COVID-19 va-t-il créer une nouvelle flambée de pauvreté dans les Balkans occidentaux?

Les Balkans occidentaux devraient entrer dans une forte récession en 2020, le PIB devrait se contracter dans les six pays entre 3 et 11%. Il ne fait aucun doute que les répercussions économiques de la pandémie de coronavirus affecteront la santé, les revenus, l’éducation et l’emploi des gens. Mais dans quelle mesure l'impact de COVID-19 sur la pauvreté sera-t-il aigu dans les Balkans occidentaux?

Le rapport économique régional de la Banque mondiale estime qu'en l'absence de réponses du gouvernement, plus de 400 000 personnes dans la région pourraient tomber dans la pauvreté (sur la base d'un seuil de 5,50 $ (PPA 2011) par personne et par jour), et la part du milieu et les classes supérieures (avec des revenus supérieurs à 5,50 $ (PPA 2011) par personne et par jour) diminueraient considérablement dans la région, entre 2 et 10 points de pourcentage selon le pays et la durée de la crise. Beaucoup de ceux qui s'appauvrissent ne recevront pas de soutien de la protection sociale à moins que les programmes ne soient élargis, et les travailleurs informels qui n'ont pas accès à l'assurance-chômage et à d'autres formes de soutien sont particulièrement menacés.

Figure 1. Sans réponses politiques soigneusement conçues, la crise du COVID-19 pourrait plonger une grande partie des personnes vulnérables dans la pauvreté

Les répercussions économiques de la pandémie se feront principalement sentir par les pertes de revenu du travail. La perte d'emplois devrait être sans précédent et généralisée.
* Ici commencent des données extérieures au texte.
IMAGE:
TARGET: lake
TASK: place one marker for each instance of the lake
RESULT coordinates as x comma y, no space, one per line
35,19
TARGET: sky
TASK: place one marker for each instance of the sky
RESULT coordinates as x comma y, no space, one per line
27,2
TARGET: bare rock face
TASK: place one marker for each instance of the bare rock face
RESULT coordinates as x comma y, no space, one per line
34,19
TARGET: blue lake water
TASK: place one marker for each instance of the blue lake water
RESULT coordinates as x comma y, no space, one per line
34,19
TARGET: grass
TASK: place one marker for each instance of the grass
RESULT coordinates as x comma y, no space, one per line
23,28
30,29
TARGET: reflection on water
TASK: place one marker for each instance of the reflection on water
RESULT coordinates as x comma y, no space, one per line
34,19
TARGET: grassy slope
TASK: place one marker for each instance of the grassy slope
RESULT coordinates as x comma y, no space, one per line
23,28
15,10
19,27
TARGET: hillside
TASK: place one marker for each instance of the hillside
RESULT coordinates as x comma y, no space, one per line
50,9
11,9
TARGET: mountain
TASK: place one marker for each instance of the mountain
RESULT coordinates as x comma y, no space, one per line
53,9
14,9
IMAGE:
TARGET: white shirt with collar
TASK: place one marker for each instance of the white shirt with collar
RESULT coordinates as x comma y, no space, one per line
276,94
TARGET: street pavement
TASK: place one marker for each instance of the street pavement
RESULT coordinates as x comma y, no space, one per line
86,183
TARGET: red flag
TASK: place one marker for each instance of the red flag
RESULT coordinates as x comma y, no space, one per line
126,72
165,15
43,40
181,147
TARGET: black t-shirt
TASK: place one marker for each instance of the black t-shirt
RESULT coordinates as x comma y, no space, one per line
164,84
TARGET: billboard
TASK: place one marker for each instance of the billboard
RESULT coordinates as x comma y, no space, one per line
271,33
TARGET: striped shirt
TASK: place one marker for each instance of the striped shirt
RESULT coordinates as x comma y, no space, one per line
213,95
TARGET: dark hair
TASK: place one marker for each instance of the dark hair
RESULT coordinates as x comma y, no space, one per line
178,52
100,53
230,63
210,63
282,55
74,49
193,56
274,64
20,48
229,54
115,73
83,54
En 2019, 190 000 nouveaux emplois ont été créés dans les Balkans occidentaux et le chômage est tombé à 13,4%, soit 2,3 points de pourcentage de moins qu'en 2018. Fin avril 2020, cependant, 40% des gains de l'année dernière en matière de réduction du chômage dans la région avait déjà été inversé. Le marché du travail pourrait encore se dégrader au cours des prochains mois, car davantage d'entreprises manqueront d'épargne et s'adapteront à une nouvelle normalité, avant que les marchés du travail ne commencent à se redresser au début de l'année prochaine. La perte de revenu prolongée pourrait nuire à la capacité des ménages pauvres d'investir dans l'apprentissage, la nutrition et la santé des enfants et des mères, avec de graves conséquences à long terme qui peuvent prendre des années à se remettre.

Pour réduire les impacts sociaux de la crise, les gouvernements des six pays ont introduit des mesures pour soutenir les ménages et les entreprises. Au cours des premiers mois de la crise, ils se sont concentrés sur le renforcement des systèmes de santé publique, l'aide aux entreprises pour sauver des emplois et l'expansion rapide des programmes de soutien aux pauvres et aux chômeurs. Alors que l'impact social de la crise commence à se déployer, les pays devraient continuer de se concentrer sur le soutien aux ménages pauvres et vulnérables touchés par le choc grâce à des mesures d'assistance sociale et d'assurance sociale élargies, tout en améliorant l'efficacité de ces mesures et en adaptant les prestations aux assurer leur viabilité budgétaire.

Les pays doivent également commencer à regarder au-delà de l'impact immédiat et vers la reprise et la résilience à long terme. La crise représente une opportunité d'apporter des changements structurels qui renforcent les systèmes de protection sociale et améliorent leur rentabilité, afin qu'ils puissent mieux protéger les personnes vulnérables contre les crises futures qui se produiront inévitablement. Par exemple, la mise en place de registres sociaux efficaces pour faciliter l'enregistrement et améliorer le ciblage permet aux programmes de transferts monétaires de réagir plus rapidement et de manière plus rentable aux crises. De plus, le type d'emplois perdus ne leur sera pas nécessairement accessible à nouveau, ce qui souligne la nécessité de stimuler les programmes actifs du marché du travail pour recycler de nombreux demandeurs d'emploi.

À l'avenir, les gouvernements des Balkans occidentaux devront investir dans le processus de relance et améliorer leur résilience face aux crises futures. S'il sera important de continuer à soutenir les programmes ciblant la pauvreté et les chômeurs, il y aura des compromis de financement clairs dans l'allocation des ressources rares. Les calculs préliminaires suggèrent, par exemple, que si le taux de chômage devait doubler en Macédoine du Nord et que les prestations devaient être prolongées de deux mois, le coût supplémentaire de l'aide au chômage à lui seul serait de plus de 70 millions d'euros sur une base annuelle; mais les allocations de chômage ne sont qu'un des nombreux instruments nécessaires pour soutenir la reprise et doivent partager un espace budgétaire limité avec des mesures de récupération tout aussi importantes telles que des filets de sécurité, des subventions salariales et un soutien aux entreprises. Il sera donc essentiel d'améliorer l'efficacité du programme et de hiérarchiser les dépenses avec des objectifs clairs à l'esprit, en trouvant un juste équilibre entre le soutien aux ménages et aux entreprises pendant le processus de relance tout en garantissant la viabilité budgétaire.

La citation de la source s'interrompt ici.